During a Week 5 21–17 road victory over the reigning Super Bowl-champion Eagles, Hufanga had a team-high seven tackles and a pass deflection. In the next game against the New York Jets in London, he recorded five tackles, a pass deflection, and his first sack of the season on Justin Fields during the narrow 13–11 victory. The following week against the Giants, Hufanga had five tackles and two pass deflections in the narrow 33–32 comeback victory.

During Week 9 against the Texans, Hufanga recorded nine combined tackles and two pass deflections in the 18–15 road victory. In the next game against the Las Vegas Raiders on Thursday Night Football, he had a team-high nine combined tackles (five solo) and his second sack of the season on Geno Smith during the 10–7 victory. The following week against the Chiefs, Hufanga recorded six tackles and a pass deflection in the 22–19 victory.

Following a Week 12 bye, the Broncos went on the road to face the Commanders. Hufanga finished the narrow 27–26 overtime victory with a season-high 13 tackles and a pass deflection. Three weeks later against the Jaguars, he had four tackles and a pass deflection in the 34–20 loss.

Hufanga finished the 2025 season with 106 tackles, 11 pass deflections, two sacks, and a forced fumble in 17 games and starts. The Broncos finished atop the AFC West with a 14–3 record and qualified for the playoffs as the #1-seed. In the Divisional Round against the Buffalo Bills, Hufanga recorded 10 tackles and a fumble recovery during the 33–30 overtime victory.

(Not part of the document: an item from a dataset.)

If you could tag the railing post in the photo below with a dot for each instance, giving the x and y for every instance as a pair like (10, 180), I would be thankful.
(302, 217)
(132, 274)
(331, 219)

During the AFC Championship Game against the Patriots, he had seven tackles and two pass deflections in the 10–7 loss.

==Career statistics==

===NFL===

Legend
| Bold | Career high |

====Regular season====

Year: Team; Games; Tackles; Interceptions; Fumbles
GP: GS; Cmb; Solo; Ast; TfL; Sck; PD; Int; Yds; Avg; Lng; TD; FF; FR; TD
2021: SF; 15; 3; 32; 24; 8; 1; 0.0; 1; 0; 0; 0.0; 0; 0; 0; 0; 0
2022: SF; 17; 17; 97; 66; 31; 5; 2.0; 9; 4; 61; 15.3; 52; 1; 2; 0; 0
2023: SF; 10; 10; 52; 39; 13; 1; 0.0; 3; 3; 48; 16.0; 28; 0; 0; 0; 0
2024: SF; 7; 7; 38; 20; 18; 2; 0.0; 0; 0; 0; 0.0; 0; 0; 0; 0; 0
2025: DEN; 17; 17; 106; 67; 39; 6; 2.0; 11; 0; 0; 0.0; 0; 0; 1; 0; 0
2026: DEN; 2; 2; 12; 6; 6; 1; 0.0; 0; 0; 0; 0.0; 0; 0; 0; 0; 0
Career: 68; 56; 337; 222; 115; 16; 4.0; 25; 7; 109; 15.6; 52; 1; 3; 0; 0

====Postseason====

Year: Team; Games; Tackles; Interceptions; Fumbles
GP: GS; Cmb; Solo; Ast; TfL; Sck; PD; Int; Yds; Avg; Lng; TD; FF; FR; TD
2021: SF; 2; 0; 1; 0; 1; 0; 0.0; 0; 0; 0; 0.0; 0; 0; 0; 0; 0
2022: SF; 3; 3; 16; 9; 7; 0; 0.0; 1; 0; 0; 0.0; 0; 0; 0; 0; 0
2023: SF; 0; 0; Did not play due to injury
2025: DEN; 2; 2; 17; 11; 6; 1; 0.0; 2; 0; 0; 0.0; 0; 0; 0; 1; 0
Career: 7; 5; 34; 20; 14; 1; 0.0; 3; 0; 0; 0.0; 0; 0; 0; 1; 0

===College===

Legend
| Bold | Career high |

| Year | GP | Tackles |  |  |  |  | Interceptions |  |  |  | Fumbles |
| Solo | Ast | Tot | Loss | Sk | Int | Yds | Avg | PD | FF |
| 2018 | 8 | 31 | 20 | 51 | 3.5 | 0.0 | 0 | 0 | 0.0 | 4 | 0 |
| 2019 | 10 | 58 | 32 | 90 | 7.5 | 3.5 | 0 | 0 | 0.0 | 3 | 2 |
| 2020 | 6 | 40 | 22 | 62 | 5.5 | 3.0 | 4 | 90 | 22.5 | 1 | 2 |
| Career | 24 | 129 | 74 | 203 | 16.5 | 6.5 | 4 | 90 | 22.5 | 8 | 4 |

==Personal life==
Hufanga is of Tongan descent. He is the son of Tevita and Tanya Hufanga and has a brother named TJ. Hufanga also trains with Hall of Fame safety Troy Polamalu.

Hufanga is the cousin of New York Giants defensive tackle Marlon Tuipulotu and Los Angeles Chargers linebacker Tuli Tuipulotu.